Google Angling to Make Ads Encrypted – Experts Warn It Comes with a Downside

Google is at the forefront of switching to HTTPS over all of its online products and users are already on the secure, encrypted channels when using multiple popular Google products.

Encryption is a major selling point for technology giants and Google is at the forefront of big companies embracing encryption to protect its users. Proactively and even admirably, Google sets the standard by gradually moving all of its online services to use strong HTTPS (HTTP Secure) encryption.

Essentially, HTTPS allows web communication over an encrypted channel by using the TLS (Transport Layer Security) Protocol. The main benefit of this is that it prevents traffic from being read or modified by someone in a position to intercept it. This includes hackers in control of a router or prowling about an insecure wireless network, hackers as rogues pretending to be ISP employees, or even a government agency set out to spy.

Google has been one of the main mainstream proponents of the idea of ‘HTTPS Everywhere’, encouraging webmasters and admins to prevent and fix security breaches on their websites.

Google’s initiatives and milestones in this regard recently included:

  • Moving all YouTube ads to HTTPS as of the end of 2014.
  • Search on the popular Google.com is already encrypted for a huge majority of the users.
  • By June 30, 2015, the majority of ads on mobile, video and desktop served to the Google Display Network, AdMob and DoubleClick platforms will be encrypted.
  • Also by the same day, advertisers using any of Google’s buying platforms including AdWords and Double click will be able to serve and highlight HTTPS-encrypted display ads to all HTTPS-enabled inventory.

All of the above makes for good reading, as it will be geared for enhanced security for all their users.

The downside

Experts warn however, malicious advertising attacks that lure users to web-based exploits will still be possible over HTTPS enabled ads and due to the new encryption, it’ll be harder for security researchers and experts to pinpoint the source of the malware.

Google for its part accounted recently that it will be friendlier to HTTPS-enabled website in its search rankings, pushing forward in its drive to encourage and foster the adoption of HTTPS across the internet.

The problem arises when webmasters whose websites load resources – primarily advertisements, is from third parties that don’t serve them over HTTPS. Loading non-encrypted resources into HTTPS websites will result in mixed content warnings in browsers and negates the security benefits of employing HTTPS in the first place. This defeats the entire purpose of enabling HTTPS.

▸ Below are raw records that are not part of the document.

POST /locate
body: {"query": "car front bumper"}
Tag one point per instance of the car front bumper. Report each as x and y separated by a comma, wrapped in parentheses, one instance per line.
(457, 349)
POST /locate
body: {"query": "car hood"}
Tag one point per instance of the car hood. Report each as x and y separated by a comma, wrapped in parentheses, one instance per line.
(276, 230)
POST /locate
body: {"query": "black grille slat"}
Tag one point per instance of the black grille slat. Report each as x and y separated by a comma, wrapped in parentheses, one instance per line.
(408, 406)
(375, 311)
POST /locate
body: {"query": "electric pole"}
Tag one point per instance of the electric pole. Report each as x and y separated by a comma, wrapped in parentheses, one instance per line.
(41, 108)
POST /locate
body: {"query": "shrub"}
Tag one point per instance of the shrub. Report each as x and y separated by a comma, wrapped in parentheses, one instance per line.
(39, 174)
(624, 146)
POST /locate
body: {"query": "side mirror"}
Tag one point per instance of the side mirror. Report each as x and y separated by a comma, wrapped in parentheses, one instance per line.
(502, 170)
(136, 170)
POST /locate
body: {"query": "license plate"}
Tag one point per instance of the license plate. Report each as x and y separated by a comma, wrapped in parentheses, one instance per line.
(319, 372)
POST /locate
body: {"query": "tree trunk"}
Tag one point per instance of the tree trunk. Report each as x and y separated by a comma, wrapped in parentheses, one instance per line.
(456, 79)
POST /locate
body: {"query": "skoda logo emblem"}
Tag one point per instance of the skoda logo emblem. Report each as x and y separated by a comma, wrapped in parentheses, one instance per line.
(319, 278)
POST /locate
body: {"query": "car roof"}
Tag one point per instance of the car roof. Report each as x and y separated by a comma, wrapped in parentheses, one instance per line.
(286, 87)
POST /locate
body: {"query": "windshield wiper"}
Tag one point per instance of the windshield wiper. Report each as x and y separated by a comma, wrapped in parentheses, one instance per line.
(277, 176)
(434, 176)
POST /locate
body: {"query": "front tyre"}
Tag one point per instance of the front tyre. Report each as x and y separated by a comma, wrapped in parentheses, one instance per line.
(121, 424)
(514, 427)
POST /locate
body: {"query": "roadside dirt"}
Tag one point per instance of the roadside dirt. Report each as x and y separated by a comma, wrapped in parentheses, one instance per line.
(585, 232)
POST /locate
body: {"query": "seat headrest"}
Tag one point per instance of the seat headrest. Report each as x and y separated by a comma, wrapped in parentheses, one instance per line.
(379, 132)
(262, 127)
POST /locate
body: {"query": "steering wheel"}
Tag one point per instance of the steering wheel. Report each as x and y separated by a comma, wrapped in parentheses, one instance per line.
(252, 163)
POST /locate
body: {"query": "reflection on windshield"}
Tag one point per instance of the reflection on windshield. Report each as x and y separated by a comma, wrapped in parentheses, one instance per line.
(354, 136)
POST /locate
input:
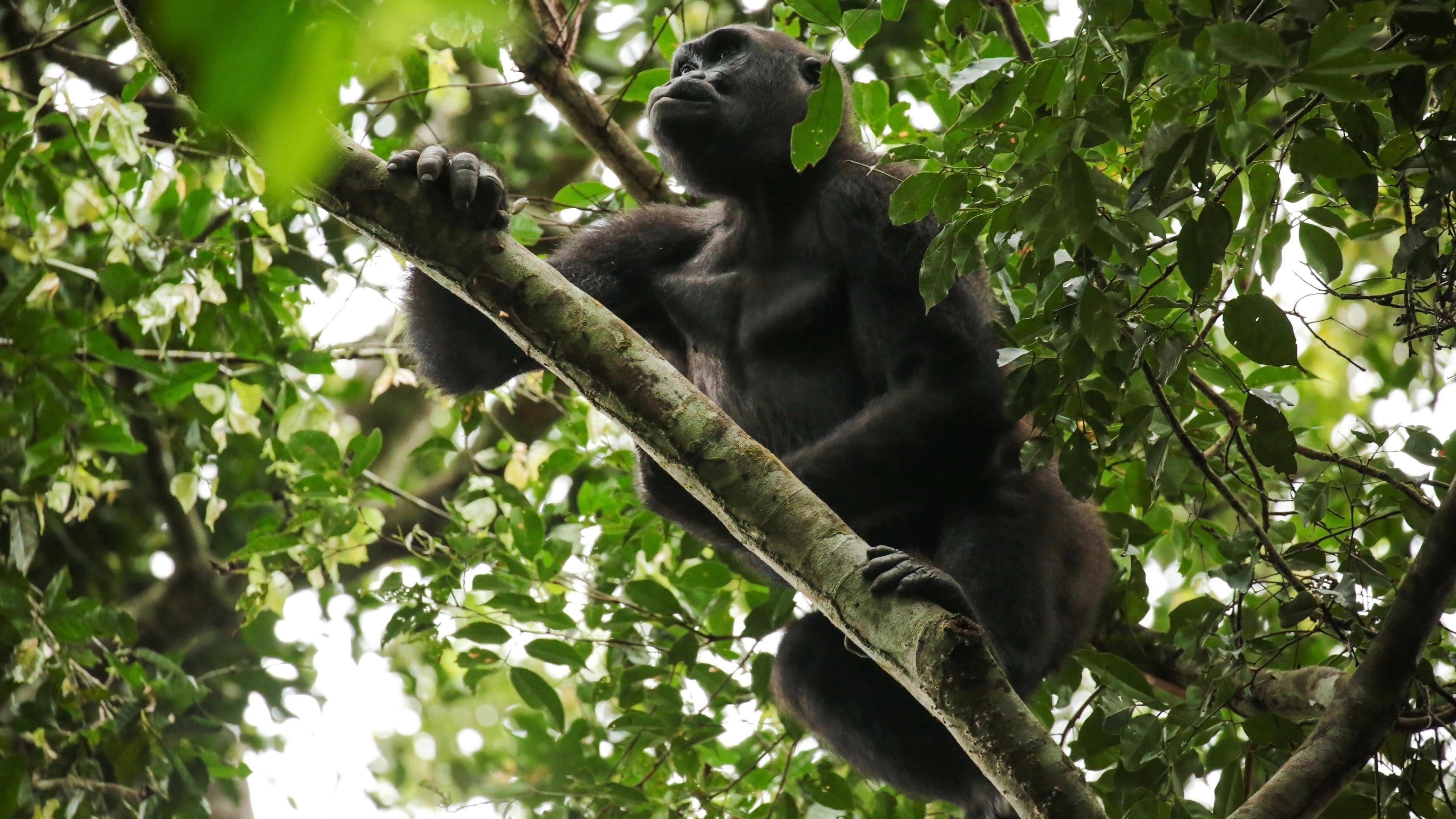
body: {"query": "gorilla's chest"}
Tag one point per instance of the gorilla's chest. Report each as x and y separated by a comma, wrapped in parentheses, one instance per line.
(772, 347)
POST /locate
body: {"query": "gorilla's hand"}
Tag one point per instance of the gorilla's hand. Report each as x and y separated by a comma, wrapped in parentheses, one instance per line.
(472, 184)
(893, 570)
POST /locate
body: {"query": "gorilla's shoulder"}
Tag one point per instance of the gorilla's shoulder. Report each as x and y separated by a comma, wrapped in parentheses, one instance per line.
(654, 234)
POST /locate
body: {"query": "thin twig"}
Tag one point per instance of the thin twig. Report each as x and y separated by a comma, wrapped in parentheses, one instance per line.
(404, 494)
(76, 783)
(1014, 34)
(40, 44)
(398, 97)
(1237, 419)
(1196, 455)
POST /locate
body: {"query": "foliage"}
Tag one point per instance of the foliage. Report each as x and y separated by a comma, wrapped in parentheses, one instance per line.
(1218, 234)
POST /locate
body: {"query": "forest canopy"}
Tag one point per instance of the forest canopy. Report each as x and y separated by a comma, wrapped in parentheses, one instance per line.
(1219, 237)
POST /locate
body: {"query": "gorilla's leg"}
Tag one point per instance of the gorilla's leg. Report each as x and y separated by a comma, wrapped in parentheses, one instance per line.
(867, 717)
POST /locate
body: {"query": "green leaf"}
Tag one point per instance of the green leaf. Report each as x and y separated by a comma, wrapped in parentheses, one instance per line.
(196, 213)
(1272, 248)
(822, 12)
(1272, 441)
(977, 71)
(1311, 502)
(950, 196)
(643, 85)
(363, 451)
(861, 25)
(937, 269)
(111, 438)
(1078, 467)
(539, 694)
(1248, 43)
(830, 791)
(1076, 200)
(135, 86)
(583, 195)
(653, 596)
(708, 575)
(25, 537)
(15, 779)
(1363, 193)
(1202, 245)
(12, 161)
(810, 139)
(1119, 674)
(871, 102)
(915, 197)
(482, 632)
(991, 113)
(1258, 328)
(417, 76)
(555, 652)
(1321, 251)
(1326, 158)
(1097, 318)
(120, 283)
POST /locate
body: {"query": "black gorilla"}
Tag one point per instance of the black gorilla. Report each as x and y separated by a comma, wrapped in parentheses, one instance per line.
(792, 302)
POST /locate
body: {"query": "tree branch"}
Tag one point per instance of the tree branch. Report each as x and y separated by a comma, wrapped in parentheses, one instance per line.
(1012, 25)
(552, 76)
(1237, 420)
(56, 37)
(1360, 716)
(1196, 455)
(105, 789)
(944, 661)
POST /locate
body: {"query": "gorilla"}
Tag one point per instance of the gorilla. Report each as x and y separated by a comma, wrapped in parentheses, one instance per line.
(792, 302)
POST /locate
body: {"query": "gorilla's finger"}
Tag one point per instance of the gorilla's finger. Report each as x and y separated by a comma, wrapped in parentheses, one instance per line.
(892, 579)
(465, 176)
(491, 196)
(402, 162)
(883, 565)
(431, 164)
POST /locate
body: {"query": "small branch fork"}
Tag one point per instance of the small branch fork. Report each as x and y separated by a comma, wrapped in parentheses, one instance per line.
(59, 36)
(1368, 709)
(1196, 455)
(1235, 419)
(545, 60)
(1014, 33)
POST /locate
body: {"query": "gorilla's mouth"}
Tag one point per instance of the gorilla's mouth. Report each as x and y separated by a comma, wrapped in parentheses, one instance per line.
(686, 91)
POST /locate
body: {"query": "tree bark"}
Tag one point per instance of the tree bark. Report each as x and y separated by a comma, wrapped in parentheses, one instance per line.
(944, 661)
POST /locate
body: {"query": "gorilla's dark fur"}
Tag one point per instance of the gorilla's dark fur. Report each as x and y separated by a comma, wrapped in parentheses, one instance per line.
(792, 302)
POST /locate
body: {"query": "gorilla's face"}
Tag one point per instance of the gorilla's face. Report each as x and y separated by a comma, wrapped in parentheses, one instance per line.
(733, 101)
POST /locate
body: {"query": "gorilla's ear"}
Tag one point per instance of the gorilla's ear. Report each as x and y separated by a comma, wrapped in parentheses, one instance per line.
(811, 67)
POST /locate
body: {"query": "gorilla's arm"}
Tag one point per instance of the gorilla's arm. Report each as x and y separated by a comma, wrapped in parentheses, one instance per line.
(453, 344)
(937, 428)
(459, 350)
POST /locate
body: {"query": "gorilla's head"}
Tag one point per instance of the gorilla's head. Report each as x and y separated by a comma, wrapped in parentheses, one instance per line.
(723, 123)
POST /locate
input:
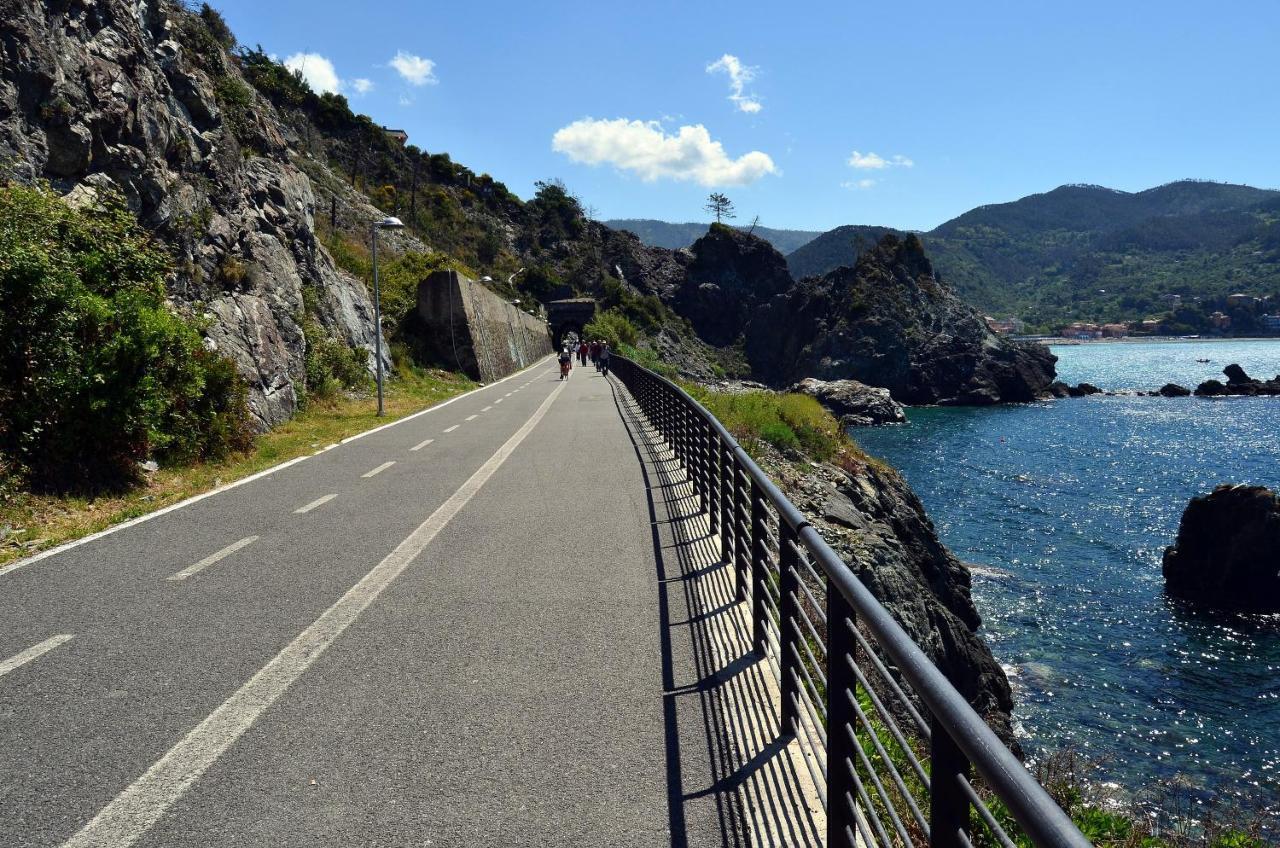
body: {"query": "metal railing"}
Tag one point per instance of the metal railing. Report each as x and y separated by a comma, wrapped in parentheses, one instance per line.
(890, 743)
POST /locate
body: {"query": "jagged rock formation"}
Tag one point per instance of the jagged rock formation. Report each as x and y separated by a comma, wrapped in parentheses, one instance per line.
(730, 276)
(871, 516)
(888, 322)
(1238, 382)
(103, 95)
(851, 402)
(1228, 550)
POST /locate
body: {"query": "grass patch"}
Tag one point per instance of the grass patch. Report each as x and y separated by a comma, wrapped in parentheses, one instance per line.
(32, 523)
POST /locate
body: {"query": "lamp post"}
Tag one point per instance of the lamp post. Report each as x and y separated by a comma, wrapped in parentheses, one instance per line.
(385, 223)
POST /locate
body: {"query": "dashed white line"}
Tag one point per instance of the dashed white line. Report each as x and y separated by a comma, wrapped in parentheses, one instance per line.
(33, 652)
(127, 817)
(319, 501)
(213, 557)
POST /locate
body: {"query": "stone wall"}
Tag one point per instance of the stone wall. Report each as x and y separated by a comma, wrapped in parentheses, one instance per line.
(474, 331)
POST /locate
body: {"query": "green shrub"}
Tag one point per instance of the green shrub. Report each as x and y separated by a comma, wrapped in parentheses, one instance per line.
(612, 327)
(96, 372)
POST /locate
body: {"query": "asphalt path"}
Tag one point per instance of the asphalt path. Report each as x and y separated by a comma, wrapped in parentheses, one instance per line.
(446, 632)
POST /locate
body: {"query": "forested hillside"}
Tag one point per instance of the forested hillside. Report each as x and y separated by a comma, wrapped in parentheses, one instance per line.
(1092, 252)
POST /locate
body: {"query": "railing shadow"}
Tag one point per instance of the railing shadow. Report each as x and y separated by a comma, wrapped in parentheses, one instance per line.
(760, 796)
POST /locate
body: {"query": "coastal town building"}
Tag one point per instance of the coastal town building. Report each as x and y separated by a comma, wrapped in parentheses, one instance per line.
(1004, 326)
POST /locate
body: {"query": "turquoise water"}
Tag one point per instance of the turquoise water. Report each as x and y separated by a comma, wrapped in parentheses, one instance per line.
(1066, 507)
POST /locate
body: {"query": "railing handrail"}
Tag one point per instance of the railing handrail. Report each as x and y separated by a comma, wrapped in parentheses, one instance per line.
(1040, 816)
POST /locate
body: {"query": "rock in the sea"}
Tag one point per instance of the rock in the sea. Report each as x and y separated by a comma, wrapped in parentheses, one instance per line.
(1174, 390)
(853, 402)
(1211, 388)
(1228, 550)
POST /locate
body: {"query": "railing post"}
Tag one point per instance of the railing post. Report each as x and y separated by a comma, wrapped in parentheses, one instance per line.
(841, 685)
(789, 625)
(949, 807)
(711, 441)
(727, 530)
(741, 542)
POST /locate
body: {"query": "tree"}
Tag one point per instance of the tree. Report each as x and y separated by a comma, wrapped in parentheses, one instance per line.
(721, 206)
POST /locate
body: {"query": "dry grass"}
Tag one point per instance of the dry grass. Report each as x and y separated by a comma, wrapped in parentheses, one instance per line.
(32, 523)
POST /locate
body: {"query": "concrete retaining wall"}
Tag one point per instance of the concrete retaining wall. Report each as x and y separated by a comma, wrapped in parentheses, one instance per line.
(470, 328)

“That ad server will sometimes need to include tags from brand safety, audience and viewability measurement, and other tools — all of which also need to support encryption,” explained IAB’s Director of Technical Standards Brendan Riordan-Butterworth in a blog post in March.

The publisher’s ad server is programmed to revert to one of the several agency ad servers, each of those will also need to serve over HTTPS. “Each agency ad server also may include a variety of beacons or tags, depending on how the deal was set up, all of which similarly need to have encrypted versions available,” he wrote.

A big step forward for mobile security

Encrypting advertising traffic for mobile devices will go a long way in preventing the ‘man-in-the-middle’ attacks that researchers have cautioned about for years. In such a circumstance, an attacker could inject rogue code into advertising traffic, to abuse and manipulate the permissions of the apps displaying the ads.